We’ve come to the part of the Bible where most people either skim through or skip over entirely. It’s filled with details on building the Mishkan (Tabernacle), its furnishings and utensils, and its surrounding wall and everything that belonged inside the wall.
We say we get the gist of it and move along. I’m here to tell you every detail mentioned is worth learning about. Those details give you insight into how God’s throne looks in heaven, how God thinks and feels about what He is doing, what He requires of you when He gives you a task, and what our response should be.
Those details also show us spiritual connections that apply to us.
In the last Torah portion God asked the people to willingly bring the items needed to complete the Mishkan. This portion starts out with God commanding the people. Why the difference?

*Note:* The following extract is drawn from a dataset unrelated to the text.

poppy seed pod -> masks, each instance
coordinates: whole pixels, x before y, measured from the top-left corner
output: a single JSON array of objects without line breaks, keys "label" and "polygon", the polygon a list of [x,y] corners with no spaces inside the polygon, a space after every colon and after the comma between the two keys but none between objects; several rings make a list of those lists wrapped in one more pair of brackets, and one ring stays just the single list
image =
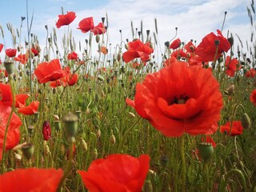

The scripture tells us to draw near to God and He will draw near to us. When the people willingly gave to God, it told God they were willing to draw close to Him. They wanted Him to live among them. They wanted His Presence to stay with them, to be their God and King. They wanted to be a part of His Kingdom.
A king desires to build his house the way he wants it to be built and to establish rules he feels are best for his kingdom. God is no different.
By agreeing to God’s covenant, the people made God their God and King. As fitting for a king, God wanted things done to His liking. He commanded the people to do certain things in a certain way. One of those things involved the oil for the menorah that sits in the Holy Place.
The Menorah or Lampstand and Its Oil
The menorah was a special lamp, unlike everyday lamps. It had seven branches with seven lamps attached to it. It stood over five feet tall. It weighed almost 100 pounds. Its highly decorative form was created out of a single piece of gold.
Daily, its lamps had to stay lit from evening until morning. Like today, all oils weren’t created equal. To accomplish this goal, it needed the best oil available.
This oil happened to be pure olive oil where the olives were beaten, not crushed or ground in a mortar and pestle, or by rolling the olives over rocks to crack their surfaces.
In its simplest form, the method of beating the olives required immersing them in boiling water and squeezing them by hand. Then the oil was skimmed off the top of the water. This produced the purest oil available.
The menorah stood in the Holy Place, the room before the Holy of Holies. You could only see the light if you were in the Holy Place. The only people allowed in the Holy Place were the High Priest and the priests.
Common people weren’t allowed in there. In 1 Peter 2:9, we are declared a royal priesthood. Anyone who believes in Yeshua becomes a part of the royal priesthood. This priesthood has access to God in the Holy Place, a place where unbelievers can’t access.
The menorah wasn’t to be used for profane or common purposes. You couldn’t take it out of this place to show people. This divine light belonged to God, which He willingly allowed the priests to experience. If we want to be a part of the light we must belong to God.
When the priest’s rotation duty was done he went back home to his family. It’s during this time that God’s light should shine through the priest. Everyone who knew him should have felt God’s love for them.
Like the priests when you have a chance to experience the light of God it’s your job to bring that light to others by helping them out of darkness.
What’s amazing is that the menorah represents God, Yeshua, and the Holy Spirit. The seven branches represent the seven spirits of God, which are the seven manifestations of the Holy Spirit. Olive oil also presents the Holy Spirit.
The center lamp represents Yeshua. This lamp was lit first. Then you lit the rest of the candles from right to left. This represents our connection to God through Yeshua.
The lamps could not go out during the darkest part of the night. It needed pure olive oil for the light to last all night. Just like when Yeshua left earth. He didn’t take the light away. He sent the Holy Spirit to continue to light the lamps in people.
Our Trials is God Getting the Best from Us
Whenever we go through tests and trials we feel like we’re in hot water or being squeezed tightly, like life is beating us down. But is it? Or is it God trying to get the best out of us?
God loves us so much He is willing to put us through the process that will bring out the best in us. This way we can light up everything around us, pointing people to God.
Don’t despise the tests. I know it hurts a lot. It’s okay to cry. Just don’t give up. In the end you’ll come out better than you were before.
Side note: try to get the lesson the first time. Otherwise, it’s rinse and repeat until you do.
Is your oil decreasing, causing your light to grow dim? Does it need to be put through the process again? If so, ask God to help you.